Insurance broker Willis has given Ipswich a double vote of confidence by extending a recruitment drive and investing £10million in its offices.

Ipswich Star: Willis building, IpswichWillis building, Ipswich

Eleven school-leavers have just joined the group’s Ipswich operation after completing their A-levels, bringing the number of young people recruited by the firm in the town to more than 50 over the past two years.

It is part of an expansion which has seen the group’s workforce in Ipswich grow by more than 200 in all since 2011 to just over 1,350.

Now, with expansion expected to continue at a similar rate for at least the next two years, the group has committed £10m to an office refurbishment project which will allow it to accommodate further growth.

Its Greyfriars offices across the road from the main building have already been brought back into use, having been “mothballed” for five years, creating space for nearly 400 workers.

And work is now due to start on what will be the biggest refurbishment of the group’s iconic Grade I-listed main building, designed by Norman Foster, since it was built in the 1970s.

The move which will increase its capacity from just 1,350 employees to nearly 1,500.

Mark Parker, head of Willis’s Global Service Centres, which include the Ipswich operation, says the increase in numbers is down to a combination of organic growth within the Willis group business and a policy of relocating some jobs to Ipswich when vacancies arise at the group’s London offices.

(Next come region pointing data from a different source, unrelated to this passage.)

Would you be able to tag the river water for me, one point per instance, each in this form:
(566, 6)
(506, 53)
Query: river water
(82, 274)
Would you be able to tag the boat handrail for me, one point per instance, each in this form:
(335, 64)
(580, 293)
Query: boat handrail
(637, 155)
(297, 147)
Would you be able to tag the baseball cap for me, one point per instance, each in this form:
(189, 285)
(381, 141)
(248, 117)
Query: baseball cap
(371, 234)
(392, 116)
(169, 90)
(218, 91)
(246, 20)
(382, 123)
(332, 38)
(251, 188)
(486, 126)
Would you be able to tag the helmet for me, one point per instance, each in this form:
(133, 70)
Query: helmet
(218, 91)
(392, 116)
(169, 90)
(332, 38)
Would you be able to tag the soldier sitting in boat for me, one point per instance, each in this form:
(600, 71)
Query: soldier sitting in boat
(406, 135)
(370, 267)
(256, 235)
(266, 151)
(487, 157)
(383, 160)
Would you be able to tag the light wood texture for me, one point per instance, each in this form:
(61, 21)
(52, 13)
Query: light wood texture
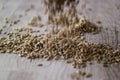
(13, 67)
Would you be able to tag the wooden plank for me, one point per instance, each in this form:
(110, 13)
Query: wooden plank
(13, 67)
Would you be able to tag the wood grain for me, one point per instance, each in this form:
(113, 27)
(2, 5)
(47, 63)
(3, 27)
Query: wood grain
(13, 67)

Mr Parker, who was born in Ipswich and educated in Felixstowe, says he shares many of the concerns expressed by other employers over the work-readiness of school-leavers, but believes the solution lies in taking positive approach.

“I think the young people we have found in the last couple of years have been fantastic,” he said, adding that senior managers at Willis are also impressed with the results so far, with one local recruit having already relocated to London and another to the group’s New York office.

Mr Parker added: “We are not building capacity to 1,900 desks to leave them empty.”